Yes. But mine is linked to an old rugby injury (got hit in the back by a trundling maul at speed), the carrying of a folder through train stations and picking up my youngest son to use the toilet in the middle of the night. It is particularly evident during the winter and goes away in the summer. I have had extensive physio and he has said don't carry the bike or my son which is a no go for starters. Cycling doesn't really effect it unless my Brompton seat post is over extended and I roll my hips when pedalling. I just lift things with a straight back, avoid over-stretching and use a back support when doing manual labour. Extended rest (like over the Xmas break) helps as does a week of walking rather than cycling.


----------



## Fab Foodie (29 Dec 2008)

I have something similar, for the last 6 months it's been quite bad, I wake up in a fair amount of pain. It'as OK-ish once I get moving though. Sitting around like the last few days makes it worse, cycling provides some temporary relief.
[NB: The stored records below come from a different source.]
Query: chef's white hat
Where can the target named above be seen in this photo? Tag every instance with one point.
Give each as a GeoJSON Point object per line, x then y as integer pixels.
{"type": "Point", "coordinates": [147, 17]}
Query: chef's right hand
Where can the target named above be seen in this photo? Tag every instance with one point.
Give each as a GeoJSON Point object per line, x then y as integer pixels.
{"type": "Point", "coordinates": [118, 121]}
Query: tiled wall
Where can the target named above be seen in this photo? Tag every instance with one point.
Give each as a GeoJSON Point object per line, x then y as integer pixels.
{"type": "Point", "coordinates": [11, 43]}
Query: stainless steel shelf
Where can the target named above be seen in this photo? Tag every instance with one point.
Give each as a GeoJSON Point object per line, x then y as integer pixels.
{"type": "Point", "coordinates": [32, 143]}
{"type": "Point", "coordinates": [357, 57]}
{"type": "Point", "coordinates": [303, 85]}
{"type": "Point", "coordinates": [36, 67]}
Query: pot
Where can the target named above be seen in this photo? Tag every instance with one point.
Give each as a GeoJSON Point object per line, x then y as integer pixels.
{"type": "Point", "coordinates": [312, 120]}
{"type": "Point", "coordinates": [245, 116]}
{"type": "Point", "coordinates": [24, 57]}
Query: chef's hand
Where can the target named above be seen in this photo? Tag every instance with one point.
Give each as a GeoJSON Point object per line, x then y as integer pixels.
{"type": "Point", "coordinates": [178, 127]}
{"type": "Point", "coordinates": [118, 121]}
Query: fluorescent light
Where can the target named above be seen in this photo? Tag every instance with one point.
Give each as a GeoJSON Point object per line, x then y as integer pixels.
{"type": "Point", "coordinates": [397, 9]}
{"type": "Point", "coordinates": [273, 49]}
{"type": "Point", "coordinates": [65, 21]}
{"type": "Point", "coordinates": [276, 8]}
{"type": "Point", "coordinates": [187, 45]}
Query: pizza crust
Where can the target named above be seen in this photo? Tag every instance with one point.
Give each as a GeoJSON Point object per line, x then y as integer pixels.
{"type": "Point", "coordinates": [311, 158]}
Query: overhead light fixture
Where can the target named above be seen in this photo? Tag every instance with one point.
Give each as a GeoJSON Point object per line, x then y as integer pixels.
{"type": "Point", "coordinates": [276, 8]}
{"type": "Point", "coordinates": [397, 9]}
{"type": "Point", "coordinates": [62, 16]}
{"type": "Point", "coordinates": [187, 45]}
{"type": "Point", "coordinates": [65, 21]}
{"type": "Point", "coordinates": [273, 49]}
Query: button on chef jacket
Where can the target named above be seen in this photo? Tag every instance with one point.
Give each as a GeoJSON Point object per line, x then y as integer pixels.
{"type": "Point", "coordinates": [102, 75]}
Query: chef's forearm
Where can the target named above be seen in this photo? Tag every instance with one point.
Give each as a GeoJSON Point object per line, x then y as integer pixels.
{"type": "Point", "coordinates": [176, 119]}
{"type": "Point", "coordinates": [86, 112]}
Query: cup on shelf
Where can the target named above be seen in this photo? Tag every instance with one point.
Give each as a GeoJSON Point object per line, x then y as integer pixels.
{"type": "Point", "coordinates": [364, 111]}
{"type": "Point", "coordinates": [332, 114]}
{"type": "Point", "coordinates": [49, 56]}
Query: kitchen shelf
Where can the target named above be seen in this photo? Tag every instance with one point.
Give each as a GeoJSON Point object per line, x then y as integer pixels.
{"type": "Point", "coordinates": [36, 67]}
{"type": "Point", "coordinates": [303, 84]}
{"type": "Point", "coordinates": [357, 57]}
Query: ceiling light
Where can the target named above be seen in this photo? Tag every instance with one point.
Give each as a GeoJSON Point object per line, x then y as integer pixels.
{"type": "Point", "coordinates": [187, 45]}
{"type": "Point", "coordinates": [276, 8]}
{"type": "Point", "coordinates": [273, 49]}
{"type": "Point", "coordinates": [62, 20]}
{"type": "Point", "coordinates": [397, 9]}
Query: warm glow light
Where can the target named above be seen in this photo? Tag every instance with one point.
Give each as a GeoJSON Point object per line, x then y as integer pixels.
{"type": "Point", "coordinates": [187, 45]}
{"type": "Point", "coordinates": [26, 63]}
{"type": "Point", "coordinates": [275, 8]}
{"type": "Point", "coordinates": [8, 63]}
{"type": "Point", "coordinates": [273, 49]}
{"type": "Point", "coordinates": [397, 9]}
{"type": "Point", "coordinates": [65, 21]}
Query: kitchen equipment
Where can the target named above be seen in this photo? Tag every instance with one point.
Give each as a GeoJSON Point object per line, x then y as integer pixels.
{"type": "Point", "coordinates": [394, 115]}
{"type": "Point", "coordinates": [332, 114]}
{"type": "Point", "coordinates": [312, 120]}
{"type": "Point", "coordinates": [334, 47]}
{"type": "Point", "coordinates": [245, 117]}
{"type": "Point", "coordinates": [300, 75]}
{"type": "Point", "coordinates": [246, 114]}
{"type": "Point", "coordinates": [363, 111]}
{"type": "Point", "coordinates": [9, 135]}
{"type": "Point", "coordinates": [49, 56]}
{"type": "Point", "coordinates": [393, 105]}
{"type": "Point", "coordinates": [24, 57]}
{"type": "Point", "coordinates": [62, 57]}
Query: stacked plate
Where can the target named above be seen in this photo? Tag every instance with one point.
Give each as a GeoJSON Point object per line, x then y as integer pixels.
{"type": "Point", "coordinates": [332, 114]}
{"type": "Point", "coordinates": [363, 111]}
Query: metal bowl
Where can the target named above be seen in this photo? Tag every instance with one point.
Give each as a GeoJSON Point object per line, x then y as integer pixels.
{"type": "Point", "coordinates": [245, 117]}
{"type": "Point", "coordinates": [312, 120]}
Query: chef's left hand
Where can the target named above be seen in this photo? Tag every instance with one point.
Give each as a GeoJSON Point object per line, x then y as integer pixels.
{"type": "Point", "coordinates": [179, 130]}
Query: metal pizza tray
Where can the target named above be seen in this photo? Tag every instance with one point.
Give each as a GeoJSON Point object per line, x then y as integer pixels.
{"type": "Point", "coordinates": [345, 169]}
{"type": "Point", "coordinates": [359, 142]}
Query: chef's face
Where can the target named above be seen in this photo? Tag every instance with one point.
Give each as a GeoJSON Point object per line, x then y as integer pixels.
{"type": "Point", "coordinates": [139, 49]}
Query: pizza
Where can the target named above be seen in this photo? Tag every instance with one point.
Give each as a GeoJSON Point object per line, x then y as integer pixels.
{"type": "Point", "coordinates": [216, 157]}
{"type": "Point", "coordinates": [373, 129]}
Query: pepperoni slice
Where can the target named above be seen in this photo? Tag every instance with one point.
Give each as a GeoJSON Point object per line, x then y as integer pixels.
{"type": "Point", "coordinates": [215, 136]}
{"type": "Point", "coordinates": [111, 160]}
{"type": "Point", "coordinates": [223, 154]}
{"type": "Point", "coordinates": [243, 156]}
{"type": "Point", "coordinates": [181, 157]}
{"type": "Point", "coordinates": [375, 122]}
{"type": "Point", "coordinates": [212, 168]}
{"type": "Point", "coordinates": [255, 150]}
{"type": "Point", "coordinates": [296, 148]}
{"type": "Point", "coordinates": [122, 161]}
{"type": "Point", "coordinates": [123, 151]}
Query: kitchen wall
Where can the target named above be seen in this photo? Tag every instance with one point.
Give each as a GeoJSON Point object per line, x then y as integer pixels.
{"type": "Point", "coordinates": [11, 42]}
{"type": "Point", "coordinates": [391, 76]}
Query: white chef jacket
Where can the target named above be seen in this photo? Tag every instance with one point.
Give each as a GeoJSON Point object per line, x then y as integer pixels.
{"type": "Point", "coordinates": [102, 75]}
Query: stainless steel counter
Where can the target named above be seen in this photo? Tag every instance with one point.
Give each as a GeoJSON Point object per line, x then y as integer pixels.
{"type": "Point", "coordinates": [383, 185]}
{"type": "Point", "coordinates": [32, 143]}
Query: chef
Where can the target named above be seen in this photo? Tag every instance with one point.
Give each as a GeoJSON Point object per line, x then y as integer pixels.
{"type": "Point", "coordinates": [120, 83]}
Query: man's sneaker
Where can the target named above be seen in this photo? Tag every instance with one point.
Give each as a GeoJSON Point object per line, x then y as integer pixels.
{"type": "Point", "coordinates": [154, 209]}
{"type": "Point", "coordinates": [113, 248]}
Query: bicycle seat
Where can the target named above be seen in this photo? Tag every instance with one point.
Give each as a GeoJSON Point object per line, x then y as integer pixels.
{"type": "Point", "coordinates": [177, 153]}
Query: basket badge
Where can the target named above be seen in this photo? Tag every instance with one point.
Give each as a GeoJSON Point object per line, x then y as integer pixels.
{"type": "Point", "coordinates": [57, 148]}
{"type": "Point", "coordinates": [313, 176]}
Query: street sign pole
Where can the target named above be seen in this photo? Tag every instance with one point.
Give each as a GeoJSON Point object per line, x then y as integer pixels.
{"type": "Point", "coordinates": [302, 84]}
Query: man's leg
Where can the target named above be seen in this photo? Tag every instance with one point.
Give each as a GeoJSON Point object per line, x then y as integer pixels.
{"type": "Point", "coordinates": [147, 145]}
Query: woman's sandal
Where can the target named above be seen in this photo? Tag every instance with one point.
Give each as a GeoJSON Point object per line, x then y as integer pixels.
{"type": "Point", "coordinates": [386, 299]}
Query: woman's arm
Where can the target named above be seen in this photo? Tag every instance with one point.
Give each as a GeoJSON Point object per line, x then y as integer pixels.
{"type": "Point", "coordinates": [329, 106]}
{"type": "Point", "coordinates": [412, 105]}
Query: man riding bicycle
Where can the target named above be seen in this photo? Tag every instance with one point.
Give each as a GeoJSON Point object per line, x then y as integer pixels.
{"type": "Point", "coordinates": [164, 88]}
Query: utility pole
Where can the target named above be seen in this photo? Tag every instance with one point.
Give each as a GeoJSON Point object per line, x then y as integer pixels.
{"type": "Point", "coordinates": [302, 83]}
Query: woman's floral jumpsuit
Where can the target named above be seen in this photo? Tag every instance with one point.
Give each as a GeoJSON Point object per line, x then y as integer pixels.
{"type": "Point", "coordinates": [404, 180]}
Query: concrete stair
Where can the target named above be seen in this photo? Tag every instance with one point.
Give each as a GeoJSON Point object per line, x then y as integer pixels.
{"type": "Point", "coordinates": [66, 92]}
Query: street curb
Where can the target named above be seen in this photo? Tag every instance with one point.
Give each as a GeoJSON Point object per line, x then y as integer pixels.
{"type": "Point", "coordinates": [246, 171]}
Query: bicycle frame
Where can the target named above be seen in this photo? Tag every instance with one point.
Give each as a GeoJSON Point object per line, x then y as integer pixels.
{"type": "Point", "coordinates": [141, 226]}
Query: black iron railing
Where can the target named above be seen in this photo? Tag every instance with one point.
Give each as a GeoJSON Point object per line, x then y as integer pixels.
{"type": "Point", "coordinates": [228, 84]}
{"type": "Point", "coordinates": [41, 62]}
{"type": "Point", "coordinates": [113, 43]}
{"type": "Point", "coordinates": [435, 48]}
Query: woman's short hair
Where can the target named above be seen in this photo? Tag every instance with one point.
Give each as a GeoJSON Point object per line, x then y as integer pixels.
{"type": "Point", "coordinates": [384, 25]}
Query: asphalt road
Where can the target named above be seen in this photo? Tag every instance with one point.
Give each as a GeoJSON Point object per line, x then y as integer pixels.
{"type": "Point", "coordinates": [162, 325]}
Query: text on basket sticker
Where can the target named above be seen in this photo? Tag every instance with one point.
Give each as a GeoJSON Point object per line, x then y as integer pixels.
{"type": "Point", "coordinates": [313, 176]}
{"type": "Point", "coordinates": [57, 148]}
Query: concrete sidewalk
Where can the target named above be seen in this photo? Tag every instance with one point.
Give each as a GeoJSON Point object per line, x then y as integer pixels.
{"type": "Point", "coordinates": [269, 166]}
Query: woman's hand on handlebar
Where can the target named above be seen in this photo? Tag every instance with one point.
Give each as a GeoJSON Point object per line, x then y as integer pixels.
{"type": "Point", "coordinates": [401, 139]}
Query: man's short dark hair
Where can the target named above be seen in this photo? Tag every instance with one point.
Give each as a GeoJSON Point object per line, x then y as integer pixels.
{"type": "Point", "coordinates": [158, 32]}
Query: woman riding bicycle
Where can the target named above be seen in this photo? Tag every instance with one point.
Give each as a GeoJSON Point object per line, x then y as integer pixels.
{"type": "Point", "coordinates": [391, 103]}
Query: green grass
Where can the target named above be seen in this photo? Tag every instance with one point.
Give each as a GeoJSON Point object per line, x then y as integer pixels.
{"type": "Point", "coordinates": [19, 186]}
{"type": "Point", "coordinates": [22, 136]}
I've noticed that my spine has over the years developed a pronounced inward curve. I'm not sure if it's all related, BUT, I do know that Hamstring tightness plays a large part in the pain and really good powerful stretches (done gently) really improves the situation. I'm gonna see the doc in the New Year. I'm wondering if my core muscles are out of balence, too strong at the back and not enough at the front.
Certainly stretch those hamstrings.
It might be Sciatica of course...


----------



## colly (29 Dec 2008)

Many thanks for your replies.

I have a feeling it may be tight hamstrings as suggested. I was standing leaning on the kitchen worktop just now and extending my right leg downwards at the back made me nearly jump out of my skin.

Just managed to get an appointment at the chiropractor for 3.45 so maybe he will be able to ease it off.


----------



## colly (29 Dec 2008)

Back from the chiropractor a while ago. 

Muscles in spasm and after some manipulation (AAAAAAAAAAAAAAAAAAAAAAAAAAARGG) and now an ice pack for 15 mins things are a little easier. 

Had an off a couple of weeks ago falling on ice onto my left hand side and it seems likely that caused some kind of minor injury which has resulted in the muscles in my right hand lower back going into spasm. 

Another session on Friday for some more pushing and shoving will, I hope, do the trick.


----------



## Fab Foodie (29 Dec 2008)

Ooooooooh... Aaaaaarghhhhhhhh... Back Spasms... Nasty. I think one of the most painful experiences ever. Well that and Gout. 
Hope it gets better soon.


----------



## ColinJ (30 Dec 2008)

Fab Foodie said:


> Ooooooooh... Aaaaaarghhhhhhhh... Back Spasms... Nasty. I think one of the most painful experiences ever.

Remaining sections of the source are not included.